シンガポールに住み始めて、最初に覚えたのは「水筒」を持ち歩くことでした。街中では、スポーツ用のものを腰からぶら下げている人、レストランで自分の水筒を机に出して飲んでいる子どもなど、多くの人がマイウォーターボトルを持ち歩いているのを見かけます。

シンガポールに3日もいれば、日本ほど自動販売機やコンビニ的なお店がないこと、ホーカー(屋台)やレストランでは水やお茶にもお金がかかること、暑くて頻繁な水分補給が必要なこと……に気づきます。必要に駆られて、私たちもマイウォーターボトルを購入して持ち歩きはじめました。

ちょうど同じころ、プラスチックごみが海でマイクロプラスチックとなり魚などに取り込まれ、私たちの体内にも入ってくることについて日本でも報道がされており、ストローを竹や紙で作るというお店もでてきました。

以前、日本の過剰包装についても取り上げましたが、日本はプラスチックごみへの意識が先進国の中ではあまり高いとはいえないのではないでしょうか。シンガポールの水筒文化は環境のためというわけではなかったかもしれませんが、日本もぜひ取り入れたらいいと思います。

一方で、シンガポールのエコ意識が一体どうなってるんだ!? と突っ込みたくなるのは、冷房のきつさです。映画館などは冷蔵庫の中のようなので、必ず長袖長ズボンで、さらに上着を持参。これもまた、シンガポールに住み始めて覚えたことでした。

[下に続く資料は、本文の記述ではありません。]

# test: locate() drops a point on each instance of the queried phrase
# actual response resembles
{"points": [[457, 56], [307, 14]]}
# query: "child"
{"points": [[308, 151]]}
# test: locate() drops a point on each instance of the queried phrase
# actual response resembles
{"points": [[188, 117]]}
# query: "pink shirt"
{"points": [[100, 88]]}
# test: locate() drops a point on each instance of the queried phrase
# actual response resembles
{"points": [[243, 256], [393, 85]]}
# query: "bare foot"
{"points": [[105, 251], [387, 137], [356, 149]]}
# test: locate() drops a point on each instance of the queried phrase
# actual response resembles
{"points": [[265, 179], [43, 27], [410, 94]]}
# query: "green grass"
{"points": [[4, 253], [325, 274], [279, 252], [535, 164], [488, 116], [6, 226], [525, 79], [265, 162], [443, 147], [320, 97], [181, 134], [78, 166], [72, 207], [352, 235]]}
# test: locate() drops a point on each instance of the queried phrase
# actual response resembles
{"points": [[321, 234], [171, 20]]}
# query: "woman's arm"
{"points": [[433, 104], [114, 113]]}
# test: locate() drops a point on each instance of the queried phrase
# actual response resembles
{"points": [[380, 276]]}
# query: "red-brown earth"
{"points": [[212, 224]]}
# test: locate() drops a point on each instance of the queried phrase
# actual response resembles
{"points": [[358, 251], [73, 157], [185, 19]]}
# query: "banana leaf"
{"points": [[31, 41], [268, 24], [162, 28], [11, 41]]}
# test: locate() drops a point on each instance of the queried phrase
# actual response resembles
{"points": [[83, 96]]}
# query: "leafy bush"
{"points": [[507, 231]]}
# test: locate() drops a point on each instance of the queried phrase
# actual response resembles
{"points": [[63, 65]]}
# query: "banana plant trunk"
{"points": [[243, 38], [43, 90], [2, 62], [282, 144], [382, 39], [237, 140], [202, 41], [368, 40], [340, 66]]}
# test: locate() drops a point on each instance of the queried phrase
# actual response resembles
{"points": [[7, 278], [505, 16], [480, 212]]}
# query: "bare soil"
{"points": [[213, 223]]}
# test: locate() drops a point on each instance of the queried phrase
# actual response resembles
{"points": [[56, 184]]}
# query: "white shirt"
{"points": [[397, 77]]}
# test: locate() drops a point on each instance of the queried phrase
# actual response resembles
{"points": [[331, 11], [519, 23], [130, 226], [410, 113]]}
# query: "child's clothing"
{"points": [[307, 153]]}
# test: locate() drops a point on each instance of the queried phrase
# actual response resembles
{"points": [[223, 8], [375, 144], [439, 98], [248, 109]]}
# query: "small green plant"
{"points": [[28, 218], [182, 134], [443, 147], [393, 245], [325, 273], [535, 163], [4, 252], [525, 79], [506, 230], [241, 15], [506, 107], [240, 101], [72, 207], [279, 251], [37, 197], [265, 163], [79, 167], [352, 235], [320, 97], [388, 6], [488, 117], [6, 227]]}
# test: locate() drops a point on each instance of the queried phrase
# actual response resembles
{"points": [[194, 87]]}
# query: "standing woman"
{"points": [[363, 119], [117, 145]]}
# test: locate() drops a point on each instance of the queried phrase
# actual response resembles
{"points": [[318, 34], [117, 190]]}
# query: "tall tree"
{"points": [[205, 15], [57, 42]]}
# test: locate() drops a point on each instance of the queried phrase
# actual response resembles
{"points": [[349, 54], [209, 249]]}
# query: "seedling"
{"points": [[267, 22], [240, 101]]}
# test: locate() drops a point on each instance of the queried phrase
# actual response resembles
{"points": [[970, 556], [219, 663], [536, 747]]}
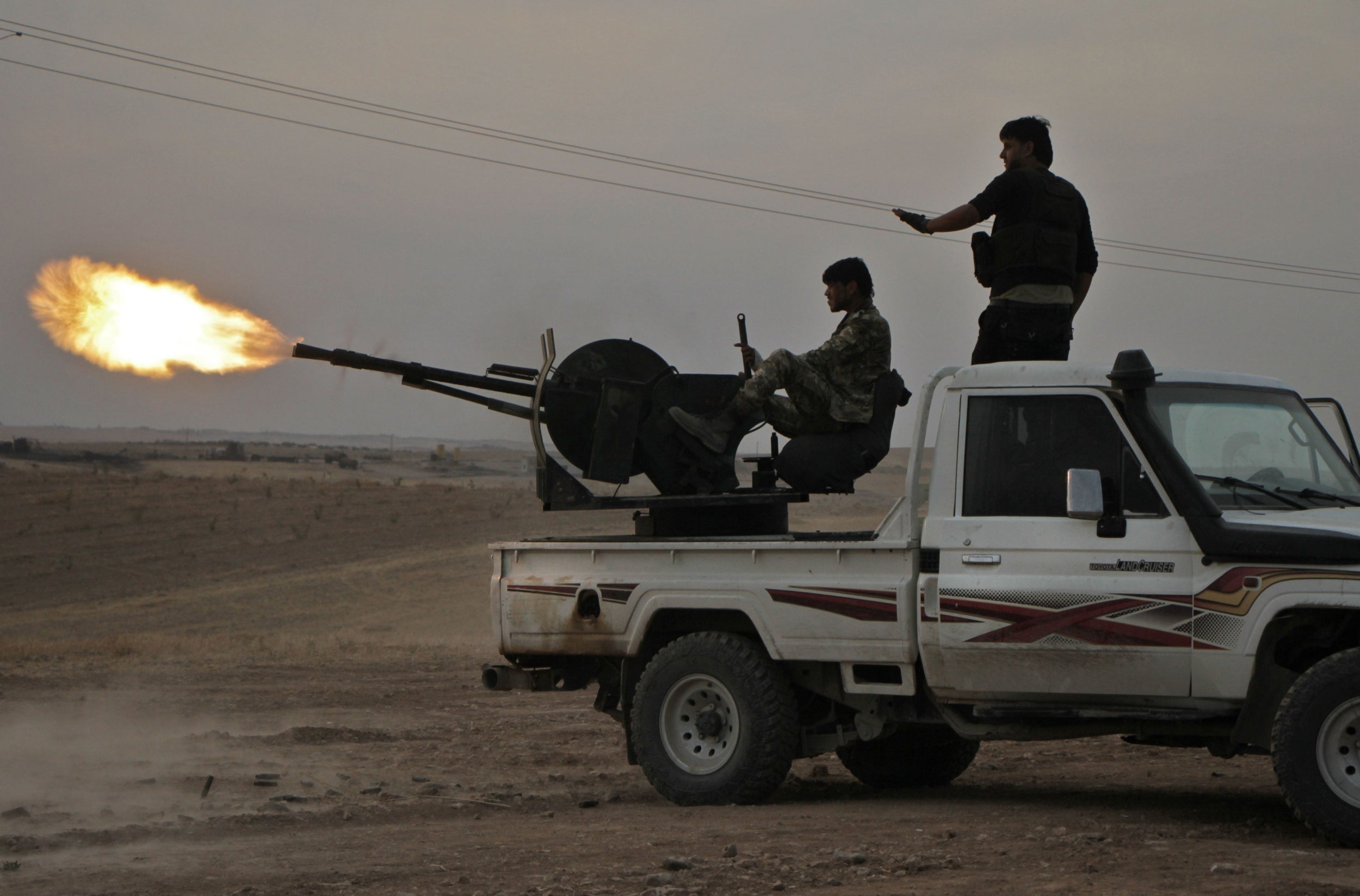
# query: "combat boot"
{"points": [[713, 429]]}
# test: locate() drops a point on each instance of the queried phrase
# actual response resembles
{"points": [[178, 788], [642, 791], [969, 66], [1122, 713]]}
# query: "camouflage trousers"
{"points": [[807, 409]]}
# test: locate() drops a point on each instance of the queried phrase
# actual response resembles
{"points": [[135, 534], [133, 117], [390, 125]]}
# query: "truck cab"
{"points": [[1167, 555]]}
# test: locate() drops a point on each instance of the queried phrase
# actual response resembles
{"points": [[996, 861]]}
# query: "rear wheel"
{"points": [[913, 756], [1315, 747], [714, 721]]}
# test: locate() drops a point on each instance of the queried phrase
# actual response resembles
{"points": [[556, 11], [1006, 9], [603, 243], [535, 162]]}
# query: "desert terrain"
{"points": [[311, 638]]}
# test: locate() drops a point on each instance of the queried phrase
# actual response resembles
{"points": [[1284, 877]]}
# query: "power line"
{"points": [[471, 128], [604, 181], [449, 124]]}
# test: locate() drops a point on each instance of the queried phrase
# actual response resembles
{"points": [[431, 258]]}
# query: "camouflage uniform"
{"points": [[829, 387]]}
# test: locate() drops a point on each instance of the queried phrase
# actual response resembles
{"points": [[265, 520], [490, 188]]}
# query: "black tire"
{"points": [[1324, 705], [763, 714], [913, 756]]}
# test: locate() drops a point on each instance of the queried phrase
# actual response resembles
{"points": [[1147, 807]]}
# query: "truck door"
{"points": [[1034, 603]]}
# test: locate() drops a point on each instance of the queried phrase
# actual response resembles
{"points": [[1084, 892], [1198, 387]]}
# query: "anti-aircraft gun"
{"points": [[607, 411]]}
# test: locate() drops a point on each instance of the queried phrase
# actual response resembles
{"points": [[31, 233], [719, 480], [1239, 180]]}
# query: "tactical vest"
{"points": [[1045, 238]]}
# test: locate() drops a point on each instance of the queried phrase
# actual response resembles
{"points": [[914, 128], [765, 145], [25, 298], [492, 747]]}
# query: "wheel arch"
{"points": [[664, 619], [1291, 642]]}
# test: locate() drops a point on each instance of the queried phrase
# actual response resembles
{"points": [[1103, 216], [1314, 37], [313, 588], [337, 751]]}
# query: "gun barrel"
{"points": [[410, 370]]}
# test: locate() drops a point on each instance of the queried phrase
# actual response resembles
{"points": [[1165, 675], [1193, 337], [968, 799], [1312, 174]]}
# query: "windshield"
{"points": [[1269, 440]]}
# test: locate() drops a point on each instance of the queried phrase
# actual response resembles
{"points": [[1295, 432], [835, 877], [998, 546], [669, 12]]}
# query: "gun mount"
{"points": [[605, 409]]}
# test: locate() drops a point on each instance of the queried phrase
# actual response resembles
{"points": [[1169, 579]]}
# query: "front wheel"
{"points": [[913, 756], [1315, 747], [714, 721]]}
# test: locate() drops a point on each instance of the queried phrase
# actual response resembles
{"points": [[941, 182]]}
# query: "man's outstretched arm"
{"points": [[961, 218]]}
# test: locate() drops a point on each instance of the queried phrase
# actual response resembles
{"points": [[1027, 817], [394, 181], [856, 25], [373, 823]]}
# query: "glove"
{"points": [[913, 219]]}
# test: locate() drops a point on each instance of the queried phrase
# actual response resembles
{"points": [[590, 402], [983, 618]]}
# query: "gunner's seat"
{"points": [[830, 462]]}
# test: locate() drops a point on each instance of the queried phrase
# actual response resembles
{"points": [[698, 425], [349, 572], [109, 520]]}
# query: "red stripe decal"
{"points": [[852, 607], [1231, 581], [1052, 623], [557, 590], [858, 592]]}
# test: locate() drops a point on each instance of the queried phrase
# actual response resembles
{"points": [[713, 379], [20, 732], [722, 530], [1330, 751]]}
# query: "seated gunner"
{"points": [[827, 388]]}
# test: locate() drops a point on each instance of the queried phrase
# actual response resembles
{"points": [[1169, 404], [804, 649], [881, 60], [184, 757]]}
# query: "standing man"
{"points": [[827, 387], [1041, 256]]}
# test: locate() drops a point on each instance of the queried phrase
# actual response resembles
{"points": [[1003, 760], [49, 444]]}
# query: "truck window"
{"points": [[1019, 449]]}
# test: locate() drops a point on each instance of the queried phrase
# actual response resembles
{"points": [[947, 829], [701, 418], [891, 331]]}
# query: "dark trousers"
{"points": [[1023, 331]]}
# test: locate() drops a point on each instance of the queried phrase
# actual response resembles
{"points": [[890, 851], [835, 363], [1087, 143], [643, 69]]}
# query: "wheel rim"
{"points": [[700, 725], [1339, 751]]}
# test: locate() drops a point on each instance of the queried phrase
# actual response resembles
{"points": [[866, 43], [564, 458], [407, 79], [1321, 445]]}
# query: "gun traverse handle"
{"points": [[741, 331]]}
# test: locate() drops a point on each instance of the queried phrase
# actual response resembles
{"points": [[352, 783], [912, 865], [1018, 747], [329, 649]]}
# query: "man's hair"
{"points": [[850, 270], [1031, 129]]}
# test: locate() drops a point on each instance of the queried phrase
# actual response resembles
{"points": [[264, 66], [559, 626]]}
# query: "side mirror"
{"points": [[1086, 500]]}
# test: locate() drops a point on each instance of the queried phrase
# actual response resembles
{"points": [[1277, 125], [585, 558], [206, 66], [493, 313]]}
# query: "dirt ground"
{"points": [[312, 641]]}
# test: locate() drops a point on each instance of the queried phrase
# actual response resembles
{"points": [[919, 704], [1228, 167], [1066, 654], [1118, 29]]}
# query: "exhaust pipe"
{"points": [[501, 677]]}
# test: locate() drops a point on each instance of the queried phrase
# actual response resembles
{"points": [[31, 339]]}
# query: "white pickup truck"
{"points": [[1173, 557]]}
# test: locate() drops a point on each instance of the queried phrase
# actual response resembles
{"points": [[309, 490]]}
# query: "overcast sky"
{"points": [[1217, 127]]}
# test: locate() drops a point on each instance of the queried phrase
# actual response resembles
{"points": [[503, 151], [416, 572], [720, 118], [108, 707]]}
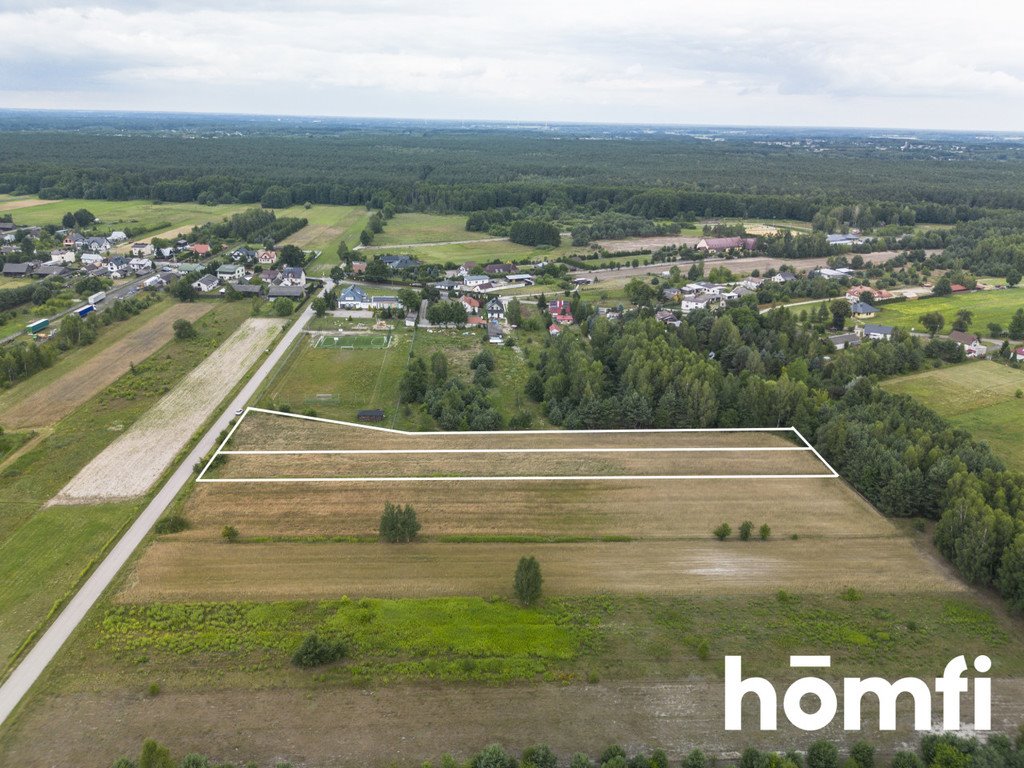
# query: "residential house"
{"points": [[875, 332], [353, 297], [971, 343], [842, 341], [206, 284], [843, 240], [495, 333], [228, 272], [704, 301], [62, 257], [140, 265], [96, 245], [475, 281], [23, 269], [496, 309], [472, 305], [726, 244], [244, 254], [861, 310], [668, 317], [50, 270], [73, 240], [878, 294], [248, 289], [672, 294], [288, 292]]}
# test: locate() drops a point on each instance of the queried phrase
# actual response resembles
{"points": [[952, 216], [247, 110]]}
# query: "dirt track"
{"points": [[50, 403], [132, 463]]}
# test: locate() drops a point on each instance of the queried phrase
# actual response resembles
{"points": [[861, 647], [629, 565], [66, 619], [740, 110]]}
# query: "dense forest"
{"points": [[863, 179]]}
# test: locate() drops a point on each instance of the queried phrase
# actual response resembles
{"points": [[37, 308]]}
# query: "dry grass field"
{"points": [[51, 402], [132, 463], [176, 571], [589, 462], [673, 509]]}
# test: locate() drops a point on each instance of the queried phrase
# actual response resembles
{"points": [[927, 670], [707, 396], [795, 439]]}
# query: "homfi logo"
{"points": [[951, 686]]}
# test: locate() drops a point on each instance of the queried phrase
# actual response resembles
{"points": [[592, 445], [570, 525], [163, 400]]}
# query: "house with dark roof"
{"points": [[876, 332], [971, 343], [286, 292], [496, 309], [206, 284], [392, 261], [23, 269], [860, 309], [353, 297]]}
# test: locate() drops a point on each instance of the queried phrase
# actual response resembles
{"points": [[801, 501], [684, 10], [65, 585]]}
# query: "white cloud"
{"points": [[738, 60]]}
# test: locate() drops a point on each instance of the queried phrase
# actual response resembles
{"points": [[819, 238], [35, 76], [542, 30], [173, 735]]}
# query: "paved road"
{"points": [[112, 295], [26, 674]]}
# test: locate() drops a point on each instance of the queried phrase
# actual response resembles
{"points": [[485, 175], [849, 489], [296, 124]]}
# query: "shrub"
{"points": [[398, 524], [539, 757], [493, 757], [528, 581], [316, 651], [696, 759], [171, 524], [863, 754]]}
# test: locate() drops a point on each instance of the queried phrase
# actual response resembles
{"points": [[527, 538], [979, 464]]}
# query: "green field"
{"points": [[328, 226], [141, 216], [424, 227], [988, 306], [339, 382], [34, 570], [977, 396]]}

環境問題、2つの国に住んでわかった“ご当地流”の呪縛_img1
 

先日、長時間の英語の試験を受けにいったときのこと。エアコンギンギンは予想してもちろん長袖、靴下も履き、上着も2枚持っていきました。それでも、寒いのなんのって。隣の人も上着を着て腕をさすっていたので私が寒がりなのではなく、一般的にも寒かったと思います。途中からガタガタ震えるくらい手足が冷たくなり、入口で会ったTシャツとビーチサンダルのお姉さんがどうやって試験を終えられたのか心底不思議に思いました。

あるとき、シェアオフィスのような場所でシンガポーリアンの女の子がエアコン対策で持ってきている冬物の厚手ストールを肩にかけながら「…この部屋、暑っ」とエアコンの温度をピピピッと下げていて、「いやいやいや、まずストール取ろうよ‼」と噴き出してしまいました。

どうもシンガポールは、エアコンが効いていれば効いているほど「もてなしている」というか、サービスが行き届いているとみなすような節があります。もちろん暑い外から歩いてきて建物に入った瞬間など、冷気がありがたい時もあるのですが……。この点に関しては、シンガポールの方々には日本の「室温28℃」を見習ってほしいです。

ところ変われば、「当たり前」が違い、もてなしの方法も違う。ただ、世界共通の問題であるはずの環境問題に対してのアプローチ方法はグローバルで共有して、「そういうものだから」という各国の呪縛を脱していくのもありなのではないかなと思います。